5-na-5: Millsap, Rondo, czy Joel Embiid jest All-Starem?

1. Która drużyna – i czy w ogóle któraś – powinna dzwonić teraz do Chicago Bulls w sprawie pozyskania Rajona Rondo?

Michał Wróblewski: Długo nad tym myślałem i jest tylko jedna drużyna, która nie ma nic do stracenia czyli Nets, a jeśli Lin będzie długo kontuzjowany to czemu by nie. Rondo w następnym sezonie ma tylko gwarantowane 3 z 14 mln $ to w razie czego można go wysłać do Chin;)

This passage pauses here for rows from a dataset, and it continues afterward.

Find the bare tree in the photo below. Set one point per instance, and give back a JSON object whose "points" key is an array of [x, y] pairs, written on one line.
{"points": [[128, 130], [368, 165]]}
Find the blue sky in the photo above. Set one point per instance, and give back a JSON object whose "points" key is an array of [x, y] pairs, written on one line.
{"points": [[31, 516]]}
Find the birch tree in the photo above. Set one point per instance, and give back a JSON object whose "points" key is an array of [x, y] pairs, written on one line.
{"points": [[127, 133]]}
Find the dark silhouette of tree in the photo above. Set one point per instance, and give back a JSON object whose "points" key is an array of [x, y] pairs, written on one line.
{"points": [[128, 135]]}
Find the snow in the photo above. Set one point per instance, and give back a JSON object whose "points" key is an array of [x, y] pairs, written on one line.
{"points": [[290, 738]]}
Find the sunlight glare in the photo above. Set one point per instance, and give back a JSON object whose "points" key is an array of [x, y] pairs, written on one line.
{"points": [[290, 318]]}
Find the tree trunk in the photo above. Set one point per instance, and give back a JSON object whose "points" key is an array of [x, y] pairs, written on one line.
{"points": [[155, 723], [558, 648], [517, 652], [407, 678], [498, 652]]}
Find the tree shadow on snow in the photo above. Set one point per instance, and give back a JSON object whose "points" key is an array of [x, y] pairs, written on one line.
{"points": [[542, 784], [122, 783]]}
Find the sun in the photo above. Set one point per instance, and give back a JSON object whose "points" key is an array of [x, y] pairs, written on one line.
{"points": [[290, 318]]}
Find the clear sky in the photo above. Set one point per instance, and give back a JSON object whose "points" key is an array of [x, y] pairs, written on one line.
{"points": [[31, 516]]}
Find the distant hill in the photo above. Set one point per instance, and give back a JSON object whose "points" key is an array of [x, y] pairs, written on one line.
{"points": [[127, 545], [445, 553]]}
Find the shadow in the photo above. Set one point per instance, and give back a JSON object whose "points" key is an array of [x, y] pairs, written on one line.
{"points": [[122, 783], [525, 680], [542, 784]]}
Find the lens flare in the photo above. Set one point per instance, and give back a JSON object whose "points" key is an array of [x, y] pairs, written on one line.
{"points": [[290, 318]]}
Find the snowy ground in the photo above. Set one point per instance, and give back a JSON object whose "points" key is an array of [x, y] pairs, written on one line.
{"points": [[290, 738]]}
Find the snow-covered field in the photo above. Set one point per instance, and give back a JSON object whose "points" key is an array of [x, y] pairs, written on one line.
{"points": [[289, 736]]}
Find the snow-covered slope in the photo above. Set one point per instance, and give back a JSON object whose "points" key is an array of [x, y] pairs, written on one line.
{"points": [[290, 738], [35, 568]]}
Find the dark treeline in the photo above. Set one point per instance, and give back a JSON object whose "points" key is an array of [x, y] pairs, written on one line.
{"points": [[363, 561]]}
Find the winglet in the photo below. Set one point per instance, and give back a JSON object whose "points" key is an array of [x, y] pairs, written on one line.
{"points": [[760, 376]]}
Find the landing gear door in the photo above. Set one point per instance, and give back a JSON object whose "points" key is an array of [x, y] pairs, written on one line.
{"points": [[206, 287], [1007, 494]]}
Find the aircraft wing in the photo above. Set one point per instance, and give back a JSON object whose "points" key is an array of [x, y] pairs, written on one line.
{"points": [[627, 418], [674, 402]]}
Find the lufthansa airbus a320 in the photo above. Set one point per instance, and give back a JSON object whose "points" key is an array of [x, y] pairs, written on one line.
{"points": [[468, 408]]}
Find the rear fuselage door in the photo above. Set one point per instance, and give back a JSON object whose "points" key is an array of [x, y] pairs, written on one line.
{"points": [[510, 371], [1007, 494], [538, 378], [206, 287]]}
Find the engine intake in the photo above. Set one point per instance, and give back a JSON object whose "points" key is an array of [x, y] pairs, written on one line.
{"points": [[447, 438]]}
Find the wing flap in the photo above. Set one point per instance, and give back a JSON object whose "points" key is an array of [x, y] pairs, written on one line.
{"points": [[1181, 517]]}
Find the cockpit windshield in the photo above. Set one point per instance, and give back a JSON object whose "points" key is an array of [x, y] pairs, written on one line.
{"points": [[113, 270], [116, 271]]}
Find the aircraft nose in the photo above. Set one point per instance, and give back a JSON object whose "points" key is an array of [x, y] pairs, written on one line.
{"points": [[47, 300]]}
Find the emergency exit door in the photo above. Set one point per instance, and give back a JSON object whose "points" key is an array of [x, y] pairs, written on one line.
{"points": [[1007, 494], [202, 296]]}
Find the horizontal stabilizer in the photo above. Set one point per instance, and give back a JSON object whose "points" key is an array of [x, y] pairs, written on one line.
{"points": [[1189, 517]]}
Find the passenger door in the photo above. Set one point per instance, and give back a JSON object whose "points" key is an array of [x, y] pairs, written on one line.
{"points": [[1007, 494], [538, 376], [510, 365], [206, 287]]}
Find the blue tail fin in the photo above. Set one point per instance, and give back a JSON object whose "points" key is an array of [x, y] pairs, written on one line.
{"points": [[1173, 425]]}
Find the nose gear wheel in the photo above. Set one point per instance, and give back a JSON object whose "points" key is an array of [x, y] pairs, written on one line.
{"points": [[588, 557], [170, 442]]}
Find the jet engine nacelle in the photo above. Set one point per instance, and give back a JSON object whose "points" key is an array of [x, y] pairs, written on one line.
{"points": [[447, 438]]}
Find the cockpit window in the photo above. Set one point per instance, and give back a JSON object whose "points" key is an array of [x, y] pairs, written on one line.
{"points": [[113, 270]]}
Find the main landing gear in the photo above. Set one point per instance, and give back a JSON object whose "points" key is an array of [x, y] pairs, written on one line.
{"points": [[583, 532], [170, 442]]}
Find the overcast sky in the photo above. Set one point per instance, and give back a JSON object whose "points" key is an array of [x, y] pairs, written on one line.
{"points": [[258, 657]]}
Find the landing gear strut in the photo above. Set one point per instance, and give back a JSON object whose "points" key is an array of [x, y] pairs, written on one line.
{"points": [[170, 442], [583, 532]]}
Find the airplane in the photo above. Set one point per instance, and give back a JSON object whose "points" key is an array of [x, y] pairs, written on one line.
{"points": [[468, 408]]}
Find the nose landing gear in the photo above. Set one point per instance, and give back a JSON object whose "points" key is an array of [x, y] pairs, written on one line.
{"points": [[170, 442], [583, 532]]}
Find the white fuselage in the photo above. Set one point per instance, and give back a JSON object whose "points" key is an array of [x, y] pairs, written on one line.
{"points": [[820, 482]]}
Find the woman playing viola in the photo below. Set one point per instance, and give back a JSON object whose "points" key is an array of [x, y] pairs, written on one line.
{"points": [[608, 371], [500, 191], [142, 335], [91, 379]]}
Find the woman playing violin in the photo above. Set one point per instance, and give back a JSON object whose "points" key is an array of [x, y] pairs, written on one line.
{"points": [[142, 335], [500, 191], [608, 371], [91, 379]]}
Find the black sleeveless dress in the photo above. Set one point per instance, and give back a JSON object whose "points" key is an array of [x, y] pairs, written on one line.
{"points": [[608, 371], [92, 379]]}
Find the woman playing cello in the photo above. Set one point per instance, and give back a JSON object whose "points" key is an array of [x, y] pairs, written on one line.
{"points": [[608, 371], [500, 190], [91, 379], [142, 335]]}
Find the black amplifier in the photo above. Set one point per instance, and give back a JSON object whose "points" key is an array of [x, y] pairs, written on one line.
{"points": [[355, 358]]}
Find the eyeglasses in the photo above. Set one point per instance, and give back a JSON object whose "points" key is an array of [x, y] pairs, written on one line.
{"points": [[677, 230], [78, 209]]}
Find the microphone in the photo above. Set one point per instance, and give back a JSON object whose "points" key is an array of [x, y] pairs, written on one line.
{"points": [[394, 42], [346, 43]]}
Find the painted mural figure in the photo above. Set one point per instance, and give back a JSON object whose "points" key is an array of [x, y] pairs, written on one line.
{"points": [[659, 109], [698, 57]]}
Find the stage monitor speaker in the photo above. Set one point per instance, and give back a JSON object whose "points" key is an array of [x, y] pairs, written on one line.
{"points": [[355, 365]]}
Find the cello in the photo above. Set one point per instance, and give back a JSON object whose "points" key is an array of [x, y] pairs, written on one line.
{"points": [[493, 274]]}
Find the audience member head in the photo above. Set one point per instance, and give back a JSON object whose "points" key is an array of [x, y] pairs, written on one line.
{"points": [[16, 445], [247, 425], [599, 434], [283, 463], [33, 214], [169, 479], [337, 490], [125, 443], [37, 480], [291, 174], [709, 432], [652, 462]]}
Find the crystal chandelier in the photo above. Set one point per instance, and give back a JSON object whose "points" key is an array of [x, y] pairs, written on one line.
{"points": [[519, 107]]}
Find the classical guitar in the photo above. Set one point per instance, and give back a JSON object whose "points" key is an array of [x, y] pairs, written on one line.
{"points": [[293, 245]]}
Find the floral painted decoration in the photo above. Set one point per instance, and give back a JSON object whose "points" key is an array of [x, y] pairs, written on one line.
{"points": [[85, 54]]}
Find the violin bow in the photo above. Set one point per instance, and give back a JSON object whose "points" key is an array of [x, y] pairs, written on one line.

Mr. Cental: Rondo po raz kolejny udowodnił, że nie jest łatwy we współżyciu, więc na obecną chwilę trudno mi go sobie wyobrazić w silnej drużynie w S5 (oczywiście wpuszczanie go z ławki zakończyłoby się kolejną katastrofą). Dlatego widzę go na gdzieś „na dnie”, gdzie odbudowałby formę i zaufanie. Philly – stado podkoszowych miałoby frajdę, Nets – oni wezmą każdego, tylko czy miałby tam motywację? Ewentualnie powrót do Sacto – Collison i Lawson nie do końca wypalili, a skoro playoffs blisko to i motywacja większa.

Dominik Kędzierawski: Może Sacramento? Rok temu tam się sprawdził. Ogólnie czas Rondo dobiega końca i trudno mi znaleźć zespół dla niego. W Kings wydawał się odnajdywać.

BigAl: Hah! Ciężki temat… Przewrotnie powiem że San Antonio! Pop już nie raz udowodnił, że potrafi ogarnąć nie jednego trudnego zawodnika i/lub znaleźć mu odpowiednią rolę w drużynie. Dochodzą do tego również mistrzowskie aspiracje ekipy 'Ostróg” jak i samego Rondo. Do P.Millsa chyba Pop nie ma aż takiego przekonania, bo tak między Bogiem a prawdą, to miejsce w startowej piątce należy się mu od dwóch lat. T.Parker młodszy nie będzie, a Rondo czuję że odnalazł by się w samej organizacji Spurs.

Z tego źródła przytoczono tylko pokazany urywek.